Era una muchacha que amaba la vida y estaba llena de hormonas y de ganas de creer en algo. Tenía un cuerpo hermoso y ágil. Cuando estábamos separados por las vacaciones me escribía largas cartas. Nos besamos por primera vez en el parque de la Villa de París. Nuestros rostros se aproximaron atraídos irremisiblemente hasta el beso. Nos buscamos rincones y lugares donde tocarnos con la alegría del sexo adolescente y pasión, algo poco frecuente en otras mujeres donde el sexo es seguridad, cálculo o monedero.
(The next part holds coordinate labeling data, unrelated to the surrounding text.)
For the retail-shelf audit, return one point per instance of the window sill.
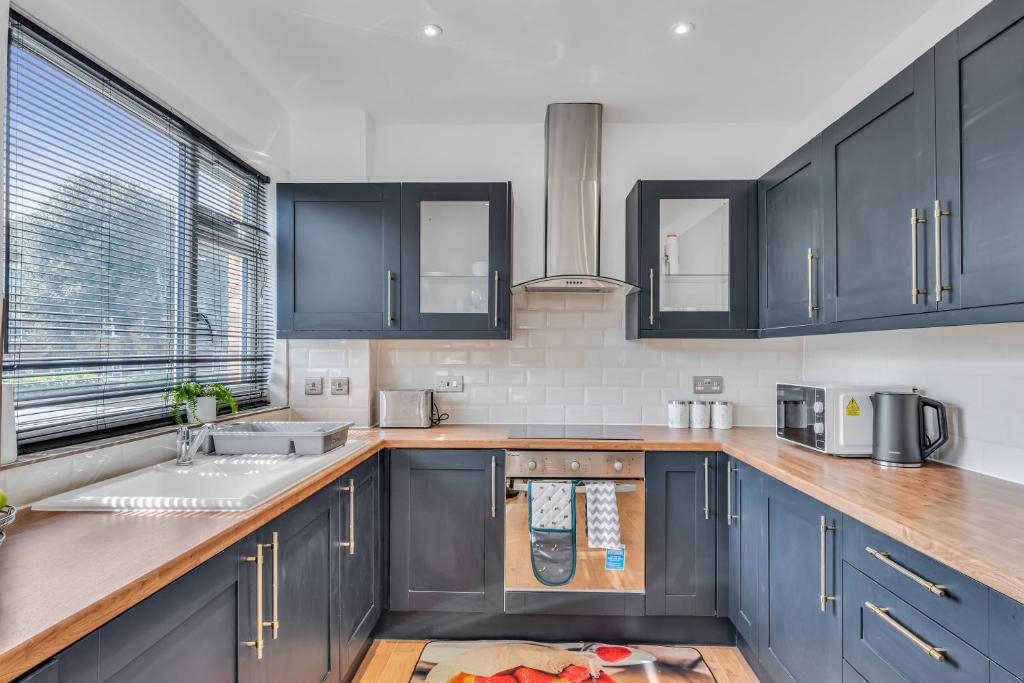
(96, 444)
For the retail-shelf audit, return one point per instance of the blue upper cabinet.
(456, 243)
(880, 184)
(980, 107)
(391, 260)
(695, 259)
(792, 235)
(339, 265)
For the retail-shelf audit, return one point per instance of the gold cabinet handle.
(275, 623)
(494, 484)
(936, 653)
(939, 287)
(650, 299)
(825, 598)
(810, 284)
(496, 299)
(387, 283)
(350, 544)
(885, 558)
(729, 471)
(707, 491)
(258, 559)
(914, 221)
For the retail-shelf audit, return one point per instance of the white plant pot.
(206, 411)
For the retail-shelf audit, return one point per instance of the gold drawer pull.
(934, 589)
(258, 559)
(936, 653)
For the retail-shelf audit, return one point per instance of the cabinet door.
(361, 574)
(980, 107)
(300, 648)
(792, 240)
(743, 510)
(695, 253)
(193, 630)
(338, 258)
(456, 246)
(680, 543)
(448, 510)
(799, 617)
(880, 167)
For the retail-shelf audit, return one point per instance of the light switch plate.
(708, 384)
(314, 386)
(449, 384)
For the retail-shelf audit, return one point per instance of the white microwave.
(837, 419)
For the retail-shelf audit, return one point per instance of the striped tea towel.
(602, 515)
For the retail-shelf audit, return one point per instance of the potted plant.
(202, 400)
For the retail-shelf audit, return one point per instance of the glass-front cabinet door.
(456, 257)
(696, 256)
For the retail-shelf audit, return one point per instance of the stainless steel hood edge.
(572, 203)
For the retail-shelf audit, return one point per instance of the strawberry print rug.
(521, 662)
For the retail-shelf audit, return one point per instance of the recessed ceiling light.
(682, 28)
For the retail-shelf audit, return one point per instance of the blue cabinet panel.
(956, 602)
(743, 508)
(680, 535)
(800, 635)
(887, 640)
(1007, 633)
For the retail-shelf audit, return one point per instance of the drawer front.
(955, 601)
(894, 646)
(850, 674)
(1007, 628)
(999, 675)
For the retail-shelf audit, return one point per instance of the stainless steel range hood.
(572, 210)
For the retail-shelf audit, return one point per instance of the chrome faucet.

La recuerdo silueteada con el sol a su espalda junto al parque de la Arganzuela, un vestido de talle fruncido y falda en vuelo que tenían todas las chicas de Madrid entonces. La recuerdo recorriendo conmigo la ciudad, vestidos de azul por las calles de la agonía de Franco; en casa de una amiga cómplice, que estuvo de novia con mi compañero de clase Faustino, nos tocábamos sin saber, al menos yo. Ni idea. Pero una pasión desbordante y un dulce embeleso encendían y a la par relajaban mi cuerpo, entregado al imperio de los sentidos. Ella, más sabia, me hizo derramarme por primera vez y unas cuantas más. Tenía algo de lo que carecía yo: experiencia de pajillera en un pueblo de Segovia. Lo ignoraba cuando la explicaba, pensaba que por primera vez, los mecanismos teóricos de la erección del varón.
Vecinas indignadas nos han echado de terrazas, de patios, nos han tirado algún cubo de agua cuando nuestra pasión se derramaba por los muros de su vecindad. El agua era para los dos, los insultos se ceñían a Rosa ignorando al hombre, ignorándome en sus maldiciones. Ríe, Rosa, las obras de la M30 han acabado con ese edificio cercano a la glorieta de Pirámides.
Una tarde lloraba y Rosa no se quería ir por no enfrentarse a sus padres, se le habían roto las gafas. Otra volvió y me confesó su infidelidad en Riofrío. La dejé muy digno y estúpido, en el Puente de Toledo, sin saber que la emoción que me embargaba bajo su mano ágil como un pájaro e imprecisa como una abeja no se repetiría jamás. Ella fue la respuesta a una tarde donde mi ofuscación crecía ante los dibujos de La Codorniz ignorando todo de las exigencias sexuales. Las poluciones nocturnas eran difíciles de explicar pues correspondían a sueños donde besabas a la vecina de barrio o conocida más insospechada. Te ocupabas más de ocultarlas que de preguntar por ellas.